Professor Aljosa Smolic presents keynote at IEEE GEM 2018!


Professor Aljosa Smolic presented his keynote titled Content Creation for AR, VR, and Free Viewpoint Video at IEEEGEM 2018, held in Galway from the 15-17 August, 2018.

The IEEE GEM 2018 conference is a platform for disseminating innovative research and development work on game, entertainment, and media technologies, applying lessons learned, and developing new ideas through audience interaction. Participation from all sectors including academia, industry, and government is welcome. The IEEE GEM 2018 conference brings together researchers, developers, industry, and government partners for formal and informal engagement and examination of emergent features of computer game development for entertainment, for learning/teaching, for serious purposes, and to impact society.

V-SENSE attends SIGGRAPH 2018 and EXPRESSIVE 2018!

Our colleague Dr. Matis Hudon attended SIGGRAPH 2018 in Vancouver, from the 12-16 August and EXPRESSIVE 2018 in Victoria, from the 17-19 August, on our behalf.

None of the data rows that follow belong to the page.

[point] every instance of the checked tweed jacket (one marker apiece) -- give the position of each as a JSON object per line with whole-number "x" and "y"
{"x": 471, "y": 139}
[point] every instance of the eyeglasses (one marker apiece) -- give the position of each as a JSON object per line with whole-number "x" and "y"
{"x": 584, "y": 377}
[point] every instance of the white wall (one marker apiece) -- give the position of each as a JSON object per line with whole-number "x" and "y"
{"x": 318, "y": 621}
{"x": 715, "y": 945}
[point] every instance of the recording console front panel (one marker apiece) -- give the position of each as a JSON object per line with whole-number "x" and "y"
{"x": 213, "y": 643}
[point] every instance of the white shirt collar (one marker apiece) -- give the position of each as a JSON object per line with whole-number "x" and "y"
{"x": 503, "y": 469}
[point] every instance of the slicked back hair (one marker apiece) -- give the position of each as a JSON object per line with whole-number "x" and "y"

SIGGRAPH 2018 is a five-day immersion into the latest innovations in CG, Animation, VR, Games, Digital Art, Mixed Reality and Emerging Technologies.

EXPRESSIVE 2018 is co-located with SIGGRAPH 2018, aims to fuse three symposia centered on expressive aspects of computer graphics.

Computational Aesthetics (CAe) integrates the bridging aspects of computer science, philosophy, psychology, and the fine, applied & performing arts.

Non-Photorealistic Animation and Rendering (NPAR) investigates computational techniques for visual communication.

Sketch-Based Interfaces and Modeling (SBIM)

Thank you for both SIGGRAPH 2018 and EXPRESSIVE 2018 for showcasing such creative innovation!

Professor Smolic presents keynote speech at the 10th International Conference on Quality of Multimedia Experience (QoMEX 2018)

In May, Professor Smolic was invited to present a keynote speech at the 10th International Conference on Quality of Multimedia Experience (QoMEX 2018) in Sardinia, Italy, titled Content Creation for AR, VR, and Free Viewpoint Video.

Augmented reality (AR) and virtual reality (VR) are among most important technology trends these days. Major industry players make huge investments, vibrant activity can be observed in the start-up scene and academia. The elements of the ecosystem seem mature enough for broad adoption and success. However, availability of compelling content can become a limiting factor. This talk will address this content gap for AR/VR, and present solutions developed by the V-SENSE team, i.e. 3D reconstruction of dynamic real world scenes and their interactive visualization in AR/VR.

Dr. Rafael Pages presents Closing the Content Gap for VR and AR at FMX 2018, Stuttgart

On the 27th April, Dr. Rafael Pages presented Closing the Content Gap for VR and AR at FMX 2018, Stuttgart.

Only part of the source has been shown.